Tuesday, January 5, 2010

The lounge debate:

I enjoy debate. Especially healthy debates that are held within the confines of decorum, where almost everyone involved makes his/her points strong without hitting below the belt. Or better still without drawing blood. The botched attempt by 23 year old Nigerian to blow up an airline on the eve of Christmas has provided the platform for all of us to say something.

So here I was sitting at a lounge inside Frankies (is popular eatery at downtown Accra or the so-called Oxford street) with my buddies Mantse Aryeequaye, Sionne, Dedo and her cousin from Canada. They had already squashed some bottles of soft drinks when I walked in.

I had barely spent two minutes in my seat when the waitress at the bar put before me the menu. I did not even take notice of it because I was busy hugging Sionne who, at the time, was busy tucking into a bowl full of salads.

“How are you doing Anny,” Sionne said with a broad smile.

“I’m good at least so far as I don’t have any bombing devices in my underpants,” I said and everybody laughed.Sionne, myself as well as Mantse have a very funny way of addressing ourselves.Sionne loves the word and that’s how we’ve been addressing ourselves for more than a year now.

The mention of the bomb sparked the debate.

Mantse’s response was that the whole bomb thing is hoax hatched by ‘certain’ elements within the global security system to demonise a particular country.

His opinion was not shared by any of us, though we all agreed that both the US and UK ought to look through their own security networks and admit they failed.

We stepped up the debate and looked at the dynamics involved and ate around the other openings of the report.

Again, we also agreed that the inclusion of Nigeria in the list of countries to be profiled by

the US and Uk is unfortunate.

All of us agreed Nigeria’s inclusion was unfortunate.

The tempo of the debate moved into another gear when Akeffah

and Mantse slammed Obama

for doing nothing to justify the many expectations people had

invested in him.Especially Akeffah wondered how on earth Obama would be given a Nobel Peace Prize just when he appears to be moving troops to Afghanistan.

She mentioned the Abu Gharib prison to support her point that Obama is just continuing Bush’s policy.Suddenly Mantse came in to say Obama is just a ‘coward’ who is refusing to admit he hasn’t got the balls enough to end the Middle East crap. He again slammed Obama for his reticent stance towards Israel’s poor human rights record in Palestine.Sionne was not pleased but said nothing.Akeffah might have realised she had scrapped Obama’s political ball too hard and which didn’t go well with Sionne so she apologised. However it was Mantse’s comment that Obama is just a figure head working for ‘white supremacists’ within Capitol Hill that got Sionne to jump react strongly.

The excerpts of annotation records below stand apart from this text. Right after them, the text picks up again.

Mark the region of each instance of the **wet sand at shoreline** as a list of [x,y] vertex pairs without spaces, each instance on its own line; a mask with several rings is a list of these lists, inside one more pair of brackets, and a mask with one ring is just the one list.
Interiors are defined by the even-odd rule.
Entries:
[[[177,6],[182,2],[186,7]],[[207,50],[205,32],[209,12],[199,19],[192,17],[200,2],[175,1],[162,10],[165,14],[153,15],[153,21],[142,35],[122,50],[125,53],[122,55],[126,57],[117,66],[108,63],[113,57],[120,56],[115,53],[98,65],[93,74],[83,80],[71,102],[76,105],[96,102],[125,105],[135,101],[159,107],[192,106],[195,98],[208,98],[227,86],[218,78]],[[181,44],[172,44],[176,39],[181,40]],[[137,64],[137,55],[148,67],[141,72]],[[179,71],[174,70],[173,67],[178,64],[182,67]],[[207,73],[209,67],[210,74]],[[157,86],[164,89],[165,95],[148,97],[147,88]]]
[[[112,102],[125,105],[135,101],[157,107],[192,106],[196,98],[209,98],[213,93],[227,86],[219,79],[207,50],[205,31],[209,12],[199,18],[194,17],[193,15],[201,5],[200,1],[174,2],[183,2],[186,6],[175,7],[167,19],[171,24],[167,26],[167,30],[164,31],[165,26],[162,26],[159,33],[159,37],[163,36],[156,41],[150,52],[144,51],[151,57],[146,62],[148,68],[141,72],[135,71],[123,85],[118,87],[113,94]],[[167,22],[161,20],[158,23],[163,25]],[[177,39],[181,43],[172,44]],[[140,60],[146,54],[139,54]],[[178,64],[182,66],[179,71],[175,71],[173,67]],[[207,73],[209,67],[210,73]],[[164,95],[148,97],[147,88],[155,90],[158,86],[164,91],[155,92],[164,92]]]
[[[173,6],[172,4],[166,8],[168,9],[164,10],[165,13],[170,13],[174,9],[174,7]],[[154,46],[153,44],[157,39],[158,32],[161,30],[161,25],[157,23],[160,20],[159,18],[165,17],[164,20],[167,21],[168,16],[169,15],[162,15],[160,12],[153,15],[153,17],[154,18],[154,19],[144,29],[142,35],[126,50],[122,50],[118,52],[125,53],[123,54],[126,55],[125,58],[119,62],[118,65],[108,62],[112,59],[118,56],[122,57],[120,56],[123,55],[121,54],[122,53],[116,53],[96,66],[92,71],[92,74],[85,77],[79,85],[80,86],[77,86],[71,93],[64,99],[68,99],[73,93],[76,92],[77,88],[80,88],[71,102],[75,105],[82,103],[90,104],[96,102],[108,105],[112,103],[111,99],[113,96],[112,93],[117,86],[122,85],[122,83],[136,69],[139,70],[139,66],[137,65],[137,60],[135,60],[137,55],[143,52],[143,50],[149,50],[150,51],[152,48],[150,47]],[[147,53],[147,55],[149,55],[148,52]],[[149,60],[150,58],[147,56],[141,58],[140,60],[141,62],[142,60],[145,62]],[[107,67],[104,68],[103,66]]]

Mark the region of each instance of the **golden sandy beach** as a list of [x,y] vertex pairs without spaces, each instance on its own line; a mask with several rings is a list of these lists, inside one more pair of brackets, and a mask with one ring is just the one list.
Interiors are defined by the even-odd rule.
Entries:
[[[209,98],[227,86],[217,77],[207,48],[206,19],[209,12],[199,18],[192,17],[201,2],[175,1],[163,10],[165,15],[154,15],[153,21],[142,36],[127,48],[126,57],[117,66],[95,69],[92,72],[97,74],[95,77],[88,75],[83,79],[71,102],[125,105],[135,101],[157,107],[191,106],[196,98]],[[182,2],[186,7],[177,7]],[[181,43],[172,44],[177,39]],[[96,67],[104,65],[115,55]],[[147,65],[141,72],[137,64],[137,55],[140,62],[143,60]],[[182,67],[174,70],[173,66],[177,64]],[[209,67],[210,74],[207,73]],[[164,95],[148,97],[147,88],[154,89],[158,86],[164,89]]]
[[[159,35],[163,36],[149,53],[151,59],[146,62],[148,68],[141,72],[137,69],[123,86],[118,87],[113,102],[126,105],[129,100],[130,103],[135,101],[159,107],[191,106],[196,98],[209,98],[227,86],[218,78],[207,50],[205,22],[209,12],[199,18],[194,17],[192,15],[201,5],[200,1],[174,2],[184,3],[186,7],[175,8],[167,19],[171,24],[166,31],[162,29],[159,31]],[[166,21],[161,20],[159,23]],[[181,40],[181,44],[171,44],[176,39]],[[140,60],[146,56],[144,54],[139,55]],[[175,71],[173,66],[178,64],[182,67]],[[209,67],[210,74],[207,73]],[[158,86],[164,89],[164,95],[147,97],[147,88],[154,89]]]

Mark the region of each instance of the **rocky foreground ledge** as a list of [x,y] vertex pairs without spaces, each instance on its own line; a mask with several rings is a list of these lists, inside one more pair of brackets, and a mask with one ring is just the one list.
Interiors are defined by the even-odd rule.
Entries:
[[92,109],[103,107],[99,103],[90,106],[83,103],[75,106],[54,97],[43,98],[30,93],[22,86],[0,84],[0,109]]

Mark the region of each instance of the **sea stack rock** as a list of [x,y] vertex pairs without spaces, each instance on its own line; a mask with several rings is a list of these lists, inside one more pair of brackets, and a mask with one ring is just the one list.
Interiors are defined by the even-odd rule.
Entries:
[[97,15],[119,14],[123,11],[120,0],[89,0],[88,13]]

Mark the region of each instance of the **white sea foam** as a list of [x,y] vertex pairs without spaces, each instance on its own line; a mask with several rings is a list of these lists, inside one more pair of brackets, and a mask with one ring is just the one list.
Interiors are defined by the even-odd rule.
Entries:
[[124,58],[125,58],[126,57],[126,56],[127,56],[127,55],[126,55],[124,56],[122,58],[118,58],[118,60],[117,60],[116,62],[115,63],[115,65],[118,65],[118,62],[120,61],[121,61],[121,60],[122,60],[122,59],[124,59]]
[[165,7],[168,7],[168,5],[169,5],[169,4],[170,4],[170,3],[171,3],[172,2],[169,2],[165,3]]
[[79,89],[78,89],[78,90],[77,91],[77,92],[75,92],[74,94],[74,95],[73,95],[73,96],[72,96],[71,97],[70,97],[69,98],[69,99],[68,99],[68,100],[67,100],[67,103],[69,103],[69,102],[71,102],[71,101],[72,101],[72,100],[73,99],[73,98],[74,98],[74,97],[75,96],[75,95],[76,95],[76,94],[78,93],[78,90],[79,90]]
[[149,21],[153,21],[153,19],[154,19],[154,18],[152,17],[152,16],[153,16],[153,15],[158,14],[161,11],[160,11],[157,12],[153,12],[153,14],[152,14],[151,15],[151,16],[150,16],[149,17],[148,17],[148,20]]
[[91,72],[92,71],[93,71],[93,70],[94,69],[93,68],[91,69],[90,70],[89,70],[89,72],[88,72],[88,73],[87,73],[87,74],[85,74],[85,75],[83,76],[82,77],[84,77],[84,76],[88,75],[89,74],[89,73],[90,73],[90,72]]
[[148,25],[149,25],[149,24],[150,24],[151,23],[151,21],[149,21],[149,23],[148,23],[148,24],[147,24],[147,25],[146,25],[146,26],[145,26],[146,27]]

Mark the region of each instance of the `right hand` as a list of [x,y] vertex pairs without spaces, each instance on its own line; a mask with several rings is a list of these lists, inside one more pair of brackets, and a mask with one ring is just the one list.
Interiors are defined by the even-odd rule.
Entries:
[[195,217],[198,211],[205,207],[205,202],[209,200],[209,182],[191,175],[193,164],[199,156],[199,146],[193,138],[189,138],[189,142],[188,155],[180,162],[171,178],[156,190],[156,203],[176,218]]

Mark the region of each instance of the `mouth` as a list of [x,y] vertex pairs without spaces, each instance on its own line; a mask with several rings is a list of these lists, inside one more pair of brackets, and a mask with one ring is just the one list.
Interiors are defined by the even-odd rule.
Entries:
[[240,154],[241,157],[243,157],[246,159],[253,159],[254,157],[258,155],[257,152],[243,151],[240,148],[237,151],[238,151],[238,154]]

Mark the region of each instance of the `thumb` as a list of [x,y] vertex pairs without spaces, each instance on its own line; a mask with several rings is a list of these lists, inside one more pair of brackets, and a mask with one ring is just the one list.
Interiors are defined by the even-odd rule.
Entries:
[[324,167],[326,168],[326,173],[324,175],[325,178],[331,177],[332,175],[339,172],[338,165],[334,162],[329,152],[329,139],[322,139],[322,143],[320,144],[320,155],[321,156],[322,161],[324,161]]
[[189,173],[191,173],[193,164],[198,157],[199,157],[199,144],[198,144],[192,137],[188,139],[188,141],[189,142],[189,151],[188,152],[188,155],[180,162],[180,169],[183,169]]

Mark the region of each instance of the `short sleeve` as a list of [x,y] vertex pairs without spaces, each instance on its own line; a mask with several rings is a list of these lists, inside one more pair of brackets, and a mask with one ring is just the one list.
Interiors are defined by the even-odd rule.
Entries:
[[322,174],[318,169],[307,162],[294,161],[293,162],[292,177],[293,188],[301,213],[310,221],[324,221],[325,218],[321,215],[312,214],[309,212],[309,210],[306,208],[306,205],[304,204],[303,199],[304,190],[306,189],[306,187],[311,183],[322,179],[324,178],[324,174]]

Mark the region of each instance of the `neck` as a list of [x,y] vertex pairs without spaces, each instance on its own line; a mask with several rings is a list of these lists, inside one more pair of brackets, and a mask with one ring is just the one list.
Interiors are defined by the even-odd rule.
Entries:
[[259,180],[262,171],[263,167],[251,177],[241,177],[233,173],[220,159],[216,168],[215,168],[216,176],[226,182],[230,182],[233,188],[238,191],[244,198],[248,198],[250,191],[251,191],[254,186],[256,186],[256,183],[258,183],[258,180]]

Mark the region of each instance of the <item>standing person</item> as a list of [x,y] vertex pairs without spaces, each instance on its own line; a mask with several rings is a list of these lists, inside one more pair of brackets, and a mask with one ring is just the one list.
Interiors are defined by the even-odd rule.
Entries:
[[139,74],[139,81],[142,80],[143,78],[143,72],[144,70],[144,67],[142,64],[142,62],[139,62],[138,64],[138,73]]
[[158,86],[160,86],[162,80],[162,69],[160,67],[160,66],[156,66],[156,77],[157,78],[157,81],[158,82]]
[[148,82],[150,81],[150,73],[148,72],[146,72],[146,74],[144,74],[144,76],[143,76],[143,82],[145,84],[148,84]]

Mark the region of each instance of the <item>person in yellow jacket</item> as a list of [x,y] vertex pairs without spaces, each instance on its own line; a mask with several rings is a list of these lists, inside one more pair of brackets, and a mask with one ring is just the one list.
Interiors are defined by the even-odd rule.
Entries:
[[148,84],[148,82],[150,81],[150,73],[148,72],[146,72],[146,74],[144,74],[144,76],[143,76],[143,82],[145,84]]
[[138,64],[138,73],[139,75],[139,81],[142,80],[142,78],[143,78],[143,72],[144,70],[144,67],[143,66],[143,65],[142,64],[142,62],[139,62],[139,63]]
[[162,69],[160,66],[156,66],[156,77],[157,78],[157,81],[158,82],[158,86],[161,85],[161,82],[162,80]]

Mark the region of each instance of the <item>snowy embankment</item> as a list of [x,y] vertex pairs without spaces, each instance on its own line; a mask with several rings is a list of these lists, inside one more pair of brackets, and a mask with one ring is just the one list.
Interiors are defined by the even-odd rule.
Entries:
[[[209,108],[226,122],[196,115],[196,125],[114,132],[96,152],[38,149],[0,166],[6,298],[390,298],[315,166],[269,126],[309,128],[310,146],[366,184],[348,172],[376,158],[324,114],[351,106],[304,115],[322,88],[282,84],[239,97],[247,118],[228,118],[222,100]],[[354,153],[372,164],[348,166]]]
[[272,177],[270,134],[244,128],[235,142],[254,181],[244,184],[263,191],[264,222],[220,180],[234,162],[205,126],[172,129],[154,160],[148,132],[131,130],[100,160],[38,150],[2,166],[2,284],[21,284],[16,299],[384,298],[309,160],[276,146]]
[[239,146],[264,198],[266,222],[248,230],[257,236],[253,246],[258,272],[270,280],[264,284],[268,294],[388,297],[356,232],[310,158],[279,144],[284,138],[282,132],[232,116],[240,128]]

She disagreed with Mantse and insisted that though she did not agree with most of Obama’s policies, she does not think he is not the man in charge. Prior to that we had waded into the ugly past of Zimbabwe and both myself and Mantse agreed that most of the happenings in that country could be blamed on Britain.

I made the point that the Land re-distribution was a good thing and even made reference to the Lancaster Agreement which supported the need for the lands to be reverted back to most of the blacks in the country, after independence. I made the point that Mugabe can’t escape blame for the mess created but added that Britain must also take part of the blame.

Again, I also said the opposition Movement for Democratic Change (MDC) is not committed to the welfare of ordinary Zimbabweans. The MDC is in two parts: Morgan Tsvangirai’s side and that of Arthur Mutambara. The two fell out soon after moving most of their activities into South Africa ostensibly to escape persecution from marauding supporters of the ruling ZANU-PF.

Mantse again stirred another controversy when he said most exiled Zimbabweans just made things up to get comrade Mugabe in the bed light. Akeffah sprang off her couch and strongly objected to Mantse’s assertion that most of the exiles just made things up. Akeffah said she knew of friends from Zimbabwe who are now refugees. She cited the situation of a single mother with seven children to buttress her argument. Mugabe, according to Akeffah, started very well as a president but has now become paranoid.

The tempo of the debate slowed down a bit as we gradually moved the topic round and examined, again, America’s involvement in breeding dictators especially in Africa. The likes of Mobutu, Gnassingbe Eyadema, Savimbi and even Obiang N’guema of Equatorial Guinea are creations of the US. The latter continue to plunder the resources of his own country and yet America is happy with the leadership.

After three or so hours Dedo signalled it was time for us to leave. The last issued we talked about was the climate change summit in Copenhagen and how African leaders allowed themselves, unsurprising though, to be bullied into agreeing to ridiculous pointers in the final texts.

Myself and Mantse also took issues with some of the journalists who followed the president to the summit. Honestly speaking most of our colleagues need to educate themselves move on issues and even how to report events. With all the happenings around the summit, all that a reporter could tell Ghanaians in a report was that the ‘weather’ is ‘cold.’

If that is not ineptitude and foolishness what word is there for me to use?